The Fair Value Gap (FVG) block detects imbalance zones — areas where price moved so aggressively that it left a gap between candle bodies. These gaps represent inefficiency in price delivery, and the market often returns to 'fill' them.
Why It Matters
Fair value gaps reveal where price moved too fast, leaving behind an area where not enough trading took place. Markets tend to revisit these zones to rebalance. This makes FVGs excellent areas to look for entries, especially when price pulls back into them.
How to Use It
- 1Drag the Fair Value Gap block onto your canvas
- 2Set the direction — bullish FVG (gap below price) or bearish FVG (gap above price)
- 3Configure mitigation status and lookback
- 4Connect it to a Wait or Logic block
Settings Explained
Direction — Whether to look for bullish FVGs (gaps left behind during upward moves, acting as support) or bearish FVGs (gaps from downward moves, acting as resistance).
Mitigation Status — Whether the gap has been filled by price returning to it. 'Unmitigated' gaps haven't been revisited. 'Mitigated' gaps have been partially or fully filled. Unmitigated gaps are generally considered higher-probability zones.
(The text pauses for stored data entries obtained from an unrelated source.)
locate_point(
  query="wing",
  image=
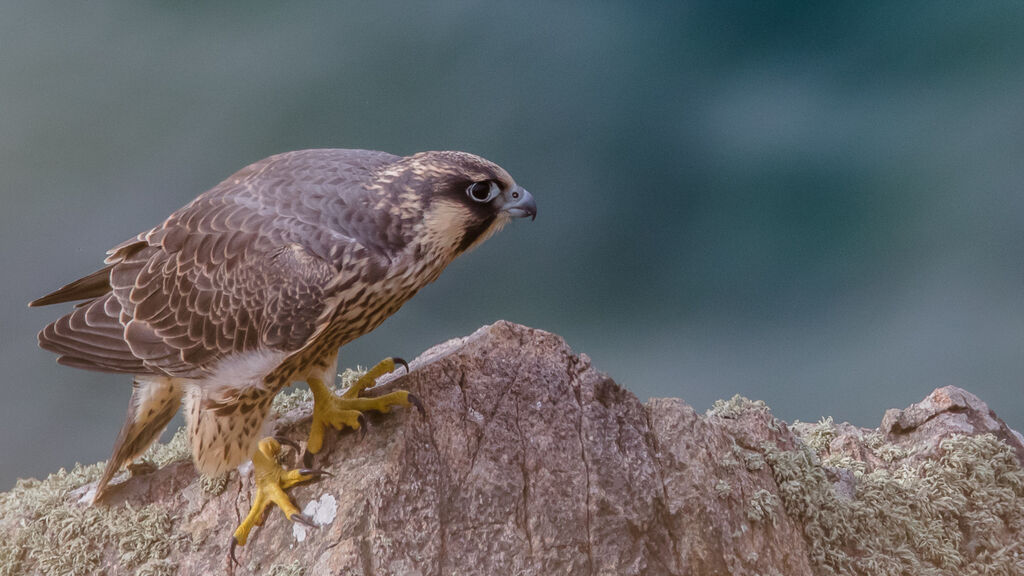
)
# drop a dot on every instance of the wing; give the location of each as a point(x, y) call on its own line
point(245, 266)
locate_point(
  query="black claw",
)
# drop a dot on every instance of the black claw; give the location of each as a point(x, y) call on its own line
point(303, 519)
point(415, 401)
point(363, 426)
point(397, 361)
point(287, 442)
point(230, 552)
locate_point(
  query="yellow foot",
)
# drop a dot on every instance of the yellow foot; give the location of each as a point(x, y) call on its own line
point(346, 410)
point(271, 481)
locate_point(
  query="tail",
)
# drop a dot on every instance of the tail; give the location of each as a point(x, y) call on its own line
point(155, 400)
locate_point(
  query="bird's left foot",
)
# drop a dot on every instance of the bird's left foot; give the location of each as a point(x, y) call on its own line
point(346, 410)
point(271, 481)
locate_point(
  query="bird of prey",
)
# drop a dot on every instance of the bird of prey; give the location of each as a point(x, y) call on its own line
point(256, 284)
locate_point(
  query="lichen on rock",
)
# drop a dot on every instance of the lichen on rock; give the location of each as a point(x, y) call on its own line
point(527, 460)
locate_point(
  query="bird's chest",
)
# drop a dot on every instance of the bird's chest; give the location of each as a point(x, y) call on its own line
point(364, 305)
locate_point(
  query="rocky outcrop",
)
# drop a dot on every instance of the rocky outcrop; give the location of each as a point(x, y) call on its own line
point(528, 461)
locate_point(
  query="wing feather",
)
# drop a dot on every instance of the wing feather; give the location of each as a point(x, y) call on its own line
point(245, 265)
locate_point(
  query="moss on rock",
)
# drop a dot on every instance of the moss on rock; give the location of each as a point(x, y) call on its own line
point(962, 512)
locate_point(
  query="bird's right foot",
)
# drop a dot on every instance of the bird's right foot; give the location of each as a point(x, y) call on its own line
point(271, 482)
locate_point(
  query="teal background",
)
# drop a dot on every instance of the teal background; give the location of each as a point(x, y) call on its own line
point(815, 204)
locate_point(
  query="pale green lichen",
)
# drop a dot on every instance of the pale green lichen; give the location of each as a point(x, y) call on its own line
point(55, 534)
point(762, 506)
point(214, 485)
point(884, 450)
point(960, 513)
point(735, 406)
point(174, 450)
point(287, 401)
point(818, 436)
point(294, 569)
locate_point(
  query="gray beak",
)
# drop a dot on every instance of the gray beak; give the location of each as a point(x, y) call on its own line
point(520, 204)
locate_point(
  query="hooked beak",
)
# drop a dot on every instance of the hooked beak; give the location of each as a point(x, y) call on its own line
point(520, 204)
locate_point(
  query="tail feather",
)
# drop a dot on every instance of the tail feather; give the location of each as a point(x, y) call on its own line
point(91, 336)
point(92, 286)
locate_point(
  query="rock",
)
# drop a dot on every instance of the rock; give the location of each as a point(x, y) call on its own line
point(529, 461)
point(945, 411)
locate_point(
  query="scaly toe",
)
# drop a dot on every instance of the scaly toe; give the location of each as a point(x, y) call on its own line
point(415, 401)
point(302, 519)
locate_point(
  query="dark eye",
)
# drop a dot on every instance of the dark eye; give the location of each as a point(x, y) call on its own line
point(481, 192)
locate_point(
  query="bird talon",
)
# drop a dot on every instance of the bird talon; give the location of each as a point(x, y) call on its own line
point(397, 361)
point(415, 401)
point(302, 519)
point(230, 553)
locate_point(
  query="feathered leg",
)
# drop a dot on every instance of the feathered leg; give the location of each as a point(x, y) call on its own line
point(155, 400)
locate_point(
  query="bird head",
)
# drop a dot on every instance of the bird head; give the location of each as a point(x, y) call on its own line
point(467, 199)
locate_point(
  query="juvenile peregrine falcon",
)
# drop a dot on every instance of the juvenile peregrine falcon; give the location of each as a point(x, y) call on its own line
point(256, 284)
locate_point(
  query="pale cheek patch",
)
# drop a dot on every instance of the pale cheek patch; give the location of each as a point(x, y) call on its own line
point(500, 222)
point(444, 223)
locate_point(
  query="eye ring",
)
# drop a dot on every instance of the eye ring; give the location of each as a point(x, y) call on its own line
point(482, 191)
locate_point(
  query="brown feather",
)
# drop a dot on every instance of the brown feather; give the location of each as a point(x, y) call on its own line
point(92, 286)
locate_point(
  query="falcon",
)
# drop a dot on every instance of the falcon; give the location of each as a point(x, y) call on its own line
point(256, 284)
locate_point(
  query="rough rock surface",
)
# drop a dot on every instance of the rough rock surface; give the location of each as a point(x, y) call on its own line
point(528, 461)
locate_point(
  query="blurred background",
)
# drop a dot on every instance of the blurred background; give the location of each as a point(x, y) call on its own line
point(819, 205)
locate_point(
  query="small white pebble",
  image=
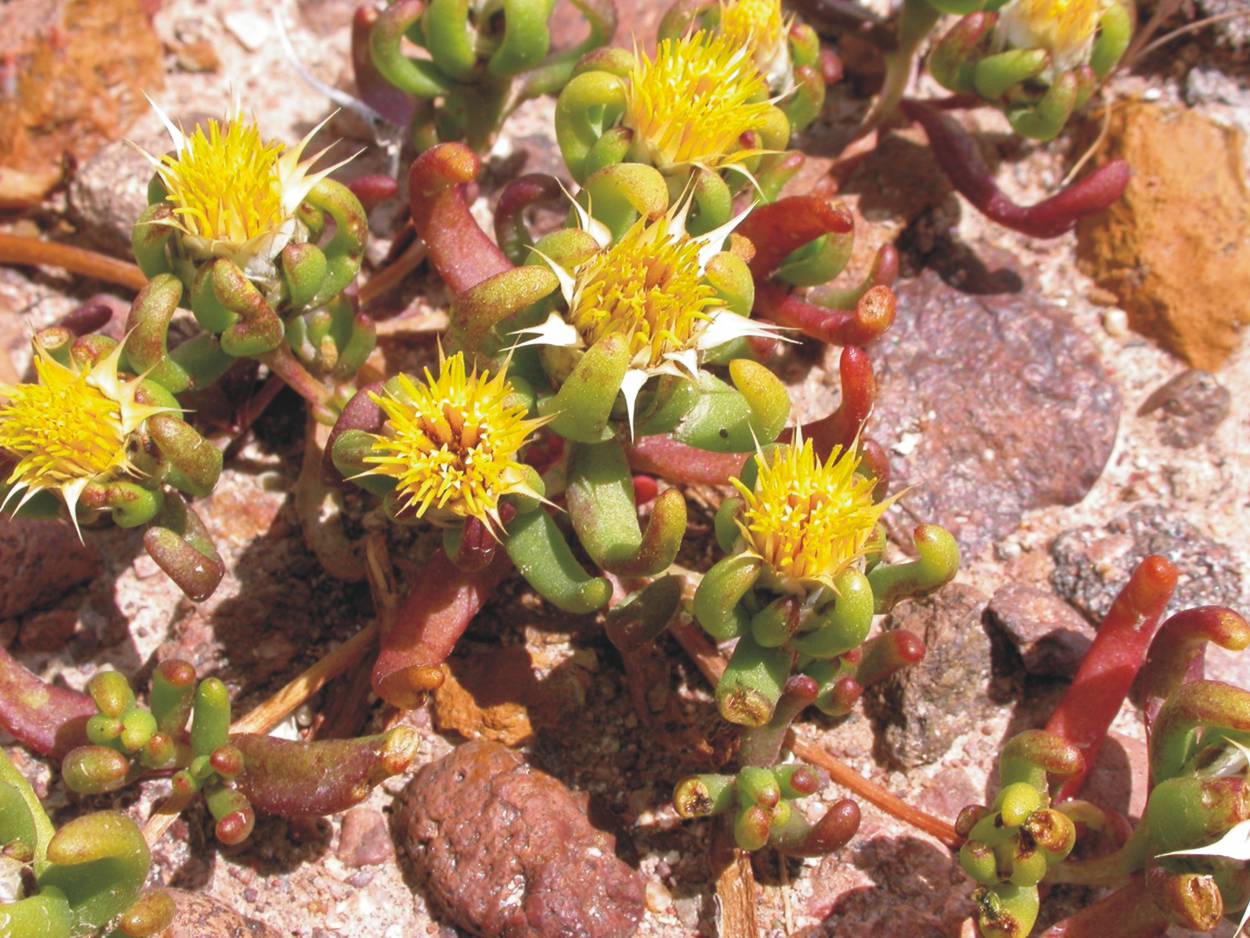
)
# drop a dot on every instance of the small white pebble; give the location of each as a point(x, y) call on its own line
point(250, 29)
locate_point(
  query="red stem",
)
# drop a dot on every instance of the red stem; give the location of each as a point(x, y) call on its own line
point(785, 225)
point(679, 463)
point(461, 253)
point(859, 393)
point(873, 314)
point(43, 717)
point(1109, 668)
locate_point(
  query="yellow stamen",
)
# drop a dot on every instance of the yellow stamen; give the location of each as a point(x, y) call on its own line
point(694, 101)
point(809, 520)
point(450, 443)
point(648, 287)
point(225, 183)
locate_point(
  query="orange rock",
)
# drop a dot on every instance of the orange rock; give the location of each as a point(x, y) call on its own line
point(1175, 250)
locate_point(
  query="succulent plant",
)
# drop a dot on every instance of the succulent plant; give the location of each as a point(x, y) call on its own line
point(1171, 867)
point(784, 49)
point(89, 440)
point(1039, 60)
point(801, 579)
point(260, 247)
point(106, 739)
point(75, 881)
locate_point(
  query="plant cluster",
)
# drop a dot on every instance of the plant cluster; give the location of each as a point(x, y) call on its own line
point(588, 375)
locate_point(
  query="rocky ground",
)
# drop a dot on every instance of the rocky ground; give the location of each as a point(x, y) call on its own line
point(1038, 397)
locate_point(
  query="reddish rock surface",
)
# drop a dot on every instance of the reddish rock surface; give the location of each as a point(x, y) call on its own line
point(200, 916)
point(364, 839)
point(505, 849)
point(1175, 250)
point(925, 708)
point(983, 427)
point(1091, 564)
point(79, 68)
point(1188, 408)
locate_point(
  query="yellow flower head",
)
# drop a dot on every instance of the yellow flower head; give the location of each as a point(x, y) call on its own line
point(649, 287)
point(694, 101)
point(235, 194)
point(69, 428)
point(760, 26)
point(809, 520)
point(750, 21)
point(1063, 28)
point(451, 442)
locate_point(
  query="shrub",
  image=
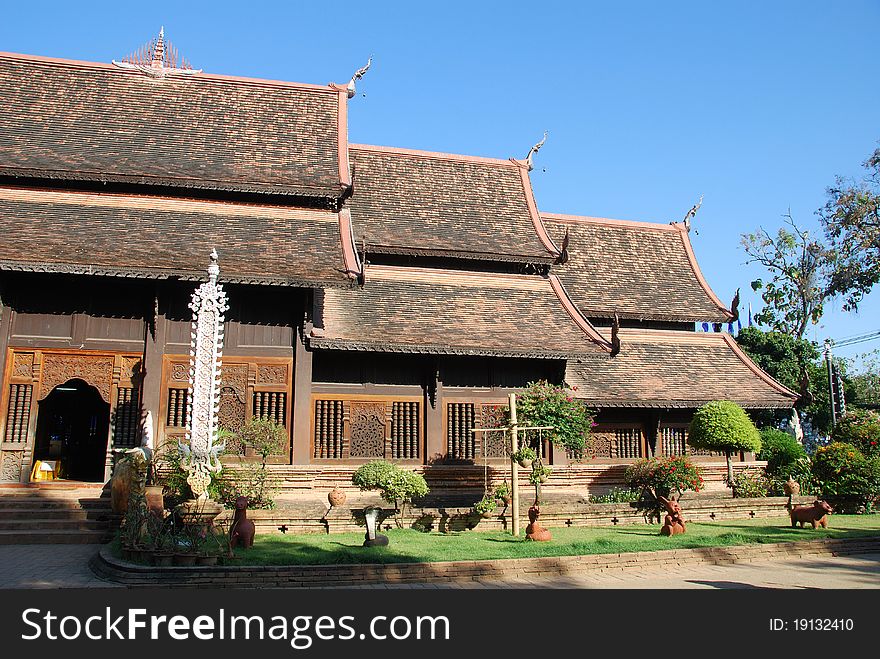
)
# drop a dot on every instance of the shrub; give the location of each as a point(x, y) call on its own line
point(722, 425)
point(660, 476)
point(615, 495)
point(750, 483)
point(861, 428)
point(780, 450)
point(395, 485)
point(845, 475)
point(545, 404)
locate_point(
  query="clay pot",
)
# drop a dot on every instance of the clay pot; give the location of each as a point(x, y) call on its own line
point(163, 558)
point(155, 499)
point(185, 559)
point(336, 497)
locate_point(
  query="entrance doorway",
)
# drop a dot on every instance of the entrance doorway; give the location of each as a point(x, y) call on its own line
point(73, 424)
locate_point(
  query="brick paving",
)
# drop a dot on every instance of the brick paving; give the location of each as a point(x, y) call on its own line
point(54, 566)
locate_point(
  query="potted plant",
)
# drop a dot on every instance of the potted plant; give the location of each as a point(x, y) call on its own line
point(540, 474)
point(524, 456)
point(485, 506)
point(503, 493)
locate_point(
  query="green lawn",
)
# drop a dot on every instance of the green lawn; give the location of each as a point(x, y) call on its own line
point(410, 546)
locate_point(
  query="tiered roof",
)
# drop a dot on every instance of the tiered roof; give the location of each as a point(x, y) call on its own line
point(637, 270)
point(426, 310)
point(97, 122)
point(157, 237)
point(669, 369)
point(439, 204)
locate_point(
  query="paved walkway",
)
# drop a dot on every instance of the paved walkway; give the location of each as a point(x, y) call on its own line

Look Back Mode — How far back to search for fair value gaps. Recent gaps are more relevant, but older unfilled gaps can still produce reactions.
Example Use Case
You build a pullback strategy that waits for price to create a bullish FVG during a strong upward move, then enters long when price retraces back into the gap zone. The expectation is that the gap will act as support.
FVGs that form during high-volume sessions (London, New York) tend to be more significant. Combine with session-based filtering for better results.